One of my cooking goals is to make a big pot of soup every week. Most weeks it happens. I am not a big fan of raw veggies, as good as everyone says they are for us. My digestion prefers cooked veggies. Our basic soup is simple and satisfying. We use readily available, inexpensive ingredients and get several servings of vegetables in every bowl. Soup is the perfect fast food and knowing there is a pot in the refrigerator has saved us many lunches out!
Start with a 1-2 tablespoons good quality olive oil in a large, heavy pot. on medium heat…we use a 6 qt pot for our soup but all quantities are negotiable to the family you have–more or less, depending on your needs–if you only have a four quart pot, adjust accordingly.
Chop onions…..1, 2, 3 –how much onion is too much? We like a lot, so I use a minimum of two. Saute onion in the heated pot until translucent and slightly browned.
Celery is next. I either chop by hand or put it through my food processor. My sons prefer smaller pieces, so if I’m feeling virtuous, I will send them through the processor. I love the celery hearts from Costco and usually use two in our soup–half a package. Add to the onion and cook until tender.
Carrots are the star veggie with their bright color and mild flavor. A full pound for our soup. Add to the celery and onion. Saute briefly and then put the lid on to steam the carrots until soft.
After the veggies are perfect–not mushy, but crisp, tender, I add the seasonings. This is where your preferences can make it any kind of soup you like. I generally use the bouillon paste from Costco as a start–chicken, beef or a mixture of both. I love tarragon with chicken, Italian seasoning with beef. After you have let your seasonings bloom in the vegetables/oil…….add fluids. Again, you can use what you have–plain water, vegetable juice, whole/stewed/diced tomatoes–seasoned or not…….all make excellent fluid choices.
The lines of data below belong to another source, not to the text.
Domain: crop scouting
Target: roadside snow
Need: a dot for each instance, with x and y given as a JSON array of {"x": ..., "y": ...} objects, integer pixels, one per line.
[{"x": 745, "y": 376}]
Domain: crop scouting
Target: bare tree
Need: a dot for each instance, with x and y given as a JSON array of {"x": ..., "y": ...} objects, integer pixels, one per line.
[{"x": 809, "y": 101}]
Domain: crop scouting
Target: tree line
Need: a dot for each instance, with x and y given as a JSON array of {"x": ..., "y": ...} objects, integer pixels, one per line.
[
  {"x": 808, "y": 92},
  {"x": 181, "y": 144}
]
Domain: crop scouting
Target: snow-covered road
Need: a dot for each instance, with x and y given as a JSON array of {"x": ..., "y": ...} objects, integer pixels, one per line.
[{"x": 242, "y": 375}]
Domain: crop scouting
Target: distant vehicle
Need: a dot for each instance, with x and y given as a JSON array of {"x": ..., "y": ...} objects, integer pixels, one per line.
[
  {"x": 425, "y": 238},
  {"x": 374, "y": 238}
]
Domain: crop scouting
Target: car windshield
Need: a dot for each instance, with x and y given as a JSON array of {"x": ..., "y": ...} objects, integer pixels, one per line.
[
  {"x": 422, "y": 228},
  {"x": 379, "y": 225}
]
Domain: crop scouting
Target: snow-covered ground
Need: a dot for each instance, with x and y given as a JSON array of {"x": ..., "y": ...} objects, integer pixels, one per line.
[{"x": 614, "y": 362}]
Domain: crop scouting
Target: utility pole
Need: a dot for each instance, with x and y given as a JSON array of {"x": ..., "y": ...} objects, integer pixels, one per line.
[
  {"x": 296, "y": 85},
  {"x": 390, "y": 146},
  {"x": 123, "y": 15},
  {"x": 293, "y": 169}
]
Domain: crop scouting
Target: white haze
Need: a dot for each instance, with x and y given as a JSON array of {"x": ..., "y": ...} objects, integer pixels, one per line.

Tomatoes are a favorite at our house, so I usually add a can or two of diced tomatoes. I am especially fond of tomatoes with green chilies–it adds just the right amount of “heat” to the pot.
Meat is usually leftover chicken breast or ham, diced; canned chicken or beef; ground beef or sausage–really, you can add any meat you have on hand. This is soup, not stew, so the meat plays a lesser role–for flavor and interest. And, of course, the more meat the better everyone likes it!
The last addition I learned from my mother-in-law. A head of cabbage, chopped in fine strips added just before serving adds a lovely texture. Steam briefly with the lid on and there you have it–daily soup without all the outrageous amounts of salt of the canned variety. Colorful, bursting with vegetables and immensely satisfying.